Revisiting a Lebesgue measure question involving a dense subset of R, translates of a measurable set, etc. In a previous post I asked the following question:

Let $\{b_n\}_{n=1}^\infty$ be a dense subset of $\mathbb{R}$ and let $D \subseteq \mathbb{R}$ be a measurable set such that $m(D \triangle (D + b_n))=0$ for all $n \in \mathbb{N}$ (here, the $\triangle$ denotes the symmetric difference of the two sets, $D+ b_n = \{d + b_n : d \in D\}$, and $m$ stands for the Lebesgue measure). Prove that $m(D)=0$ or $m(D^c)=0$ (here $D^c$ is the complement of $D$ in  $\mathbb{R}$). 

Robert Israel gave hints to one neat strategy for proving the above result. But now I want to see whether anyone visiting can prove the above result without using the Lebesgue density theorem. In particular, a fellow graduate student in my program suggested that the result follows via contradiction by making smart uses of an interesting result I asked about earlier today:
Let $A$ be Lebesgue measurable, with $m(A)>0$ (here $m$ denotes the Lebesgue measure).
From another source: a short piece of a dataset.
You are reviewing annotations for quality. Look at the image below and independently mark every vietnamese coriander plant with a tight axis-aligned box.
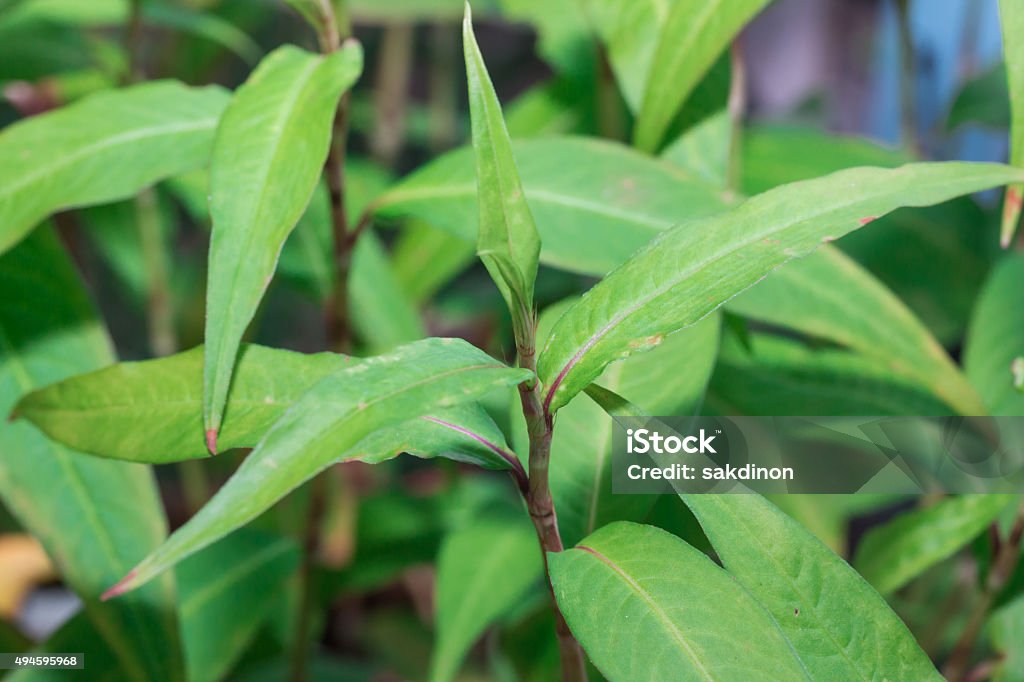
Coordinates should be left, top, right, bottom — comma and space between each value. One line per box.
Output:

Then for any $0<\rho<1$, there exists an open interval $I$ such that $m(A \cap I)> \rho \cdot m(I)$.  
While I am curious to see alternative strategies for proof, I would be particularly interested to see a proof using this last result, if anyone's game to try!
 A: The assumption gives that $$\chi_D(x)=\chi_D(x+b_n)\mbox{ for almost every }x\tag{1}$$ (because the integral of the non-negative measurable function $|\chi_D-\chi_{D+b_n}|$ is $0$). 
Assume that $\mu(D)\gt 0$. Our goal is to prove that $\mu(D^c)=0$. Fix $\rho\in (0,1)$. There is an interval $I$ such that $\lambda(D\cap I)\gt \rho\lambda(I)$. From (1), we get $\lambda((D+b_n)\cap I)\gt \rho\lambda(I)$, and by density of $\{b_n,n\geqslant 1\}$, that for each $t\in\mathbb R$, $\lambda((D+t)\cap I)\geqslant  \rho\lambda(I)$. Taking $N:=\lfloor\frac 1{\lambda(I)}\rfloor$ and using the fact that $\lambda(D\cap (k\lambda(I),(k+1)\lambda(I))\geqslant\rho\lambda(I)$ we get that $\lambda(D\cap (0,1))\geqslant \rho$. Indeed, 
$$\lambda(D\cap (0,1))\geqslant \lambda\left(\bigsqcup_{k=0}^ND\cap (k\lambda(I),(k+1)\lambda(I)\right)\geqslant (N+1)\rho\lambda(I)\geqslant \rho.$$
As $\rho$ was arbitrary, we obtain that $\lambda(D\cap (0,1))=1$. A similar reasoning gives $\lambda(D\cap (n,n+1))=1$ for all $n\in\mathbb Z$, hence $\lambda(D^c\cap (n,n+1))=0$ for $n$ integer.